A method for crash recovery that I've seen at work involves virtual machines..
Not on the scale of 10 or 20 machines but a friend of mine is responsible for a server machine that powers an application that is used around the other offices spread in the country.
This machine can't get offline otherwise people won't simply work since there would be no way to add more data.
At the time there was a lot of discussion about creating an array of machines all working together like we hear in bigger work groups but this added so much confusion along with complete lack of experience for them to administer such a "beast" that another solution needed to be found.
The solution was fairly simply when compared to running multiple machines altogether.
Running VirtualBox on a quad-core 8Gb machine and fiber link was more than enough horse power to handle by itself all the external data requests.
Timed backups of the virtual disk image ensure it is not outdated and in case of hardware malfunction, another machine that runs the emulated environment under the same conditions with the latest image snapshot takes it's place.

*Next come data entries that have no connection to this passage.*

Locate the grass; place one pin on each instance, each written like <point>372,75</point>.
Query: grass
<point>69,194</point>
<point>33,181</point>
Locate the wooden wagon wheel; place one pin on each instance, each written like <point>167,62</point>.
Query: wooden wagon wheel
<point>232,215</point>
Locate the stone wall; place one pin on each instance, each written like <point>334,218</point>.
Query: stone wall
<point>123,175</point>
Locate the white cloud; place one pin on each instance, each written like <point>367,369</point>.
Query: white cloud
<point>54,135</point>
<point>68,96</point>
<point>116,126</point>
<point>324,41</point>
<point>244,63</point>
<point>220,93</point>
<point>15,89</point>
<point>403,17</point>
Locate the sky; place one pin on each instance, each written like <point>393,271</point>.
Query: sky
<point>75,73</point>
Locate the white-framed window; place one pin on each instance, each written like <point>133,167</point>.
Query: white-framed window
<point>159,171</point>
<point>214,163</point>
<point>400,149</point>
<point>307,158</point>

VirtualBox replicates the exact same hardware conditions, MAC / IP address, etc and windows OS under an AD network doesn't complain about SID or anything alike as long as we don't try to run two of these images at the same time. (obviously). This emulated server works at a fairly good speed saving costs to buy and support more than one machine for this task.
-----
I was very interested in learning more about this method of working and bothered their team with a lot of questions, it's not fully automatic but I think this feature could also be added so that a secondary machine could assume the primary position emulating the server machine if the other machine would be detected as offline for some reason, but there was no need for such automation in this case and they didn't went further along this road.